Today, TurtlesFlyToo.org has “more than 500” pilots in a database. The group matches a turtle’s needs to pilots, aircraft, payload, and distance. There are plans to reimburse pilots for their fuel.
The organization’s website lists seven species of sea turtles that are common to the United States: loggerhead, green, leatherback, hawksbill, Kemp’s ridley, olive ridley, and flatback. Adults can weigh anywhere from 100 to 1,300 pounds.

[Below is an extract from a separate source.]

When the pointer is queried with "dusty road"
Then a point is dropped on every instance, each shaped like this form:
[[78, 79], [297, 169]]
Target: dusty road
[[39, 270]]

The United States is home to one of the largest loggerhead nesting populations in the world, and about 90 percent of that occurs in Florida. The graceful creatures’ main predators are humans who destroy their natural habitat or eggs, entangle them in fishing nets or discarded plastic wrapping, or harvest them for food or income.
TurtlesFlyToo.org participated in several November rescue missions for Kemp’s ridley sea turtles that were affected by a Cape Cod, Massachusetts, cold snap. Scores of volunteer pilots transported them from the chilly Boston Harbor area to the warmer waters of North Carolina. Weinstein noted that “everything is donated” to support the organization’s rescue efforts. “The website, the people who created it, the people doing social media, the web hosting, the volunteers, the pilots,” and other resources are donated.
He confided that “2017 has been a very difficult year” because of four major U.S. hurricanes and Western forest fires that stressed the generosity of many volunteer GA pilots. “But we’ve been getting it done. You don’t need things like the Deepwater Horizon [oil spill] incident or other disasters to realize that something needed to happen” to maintain a healthy sea turtle population.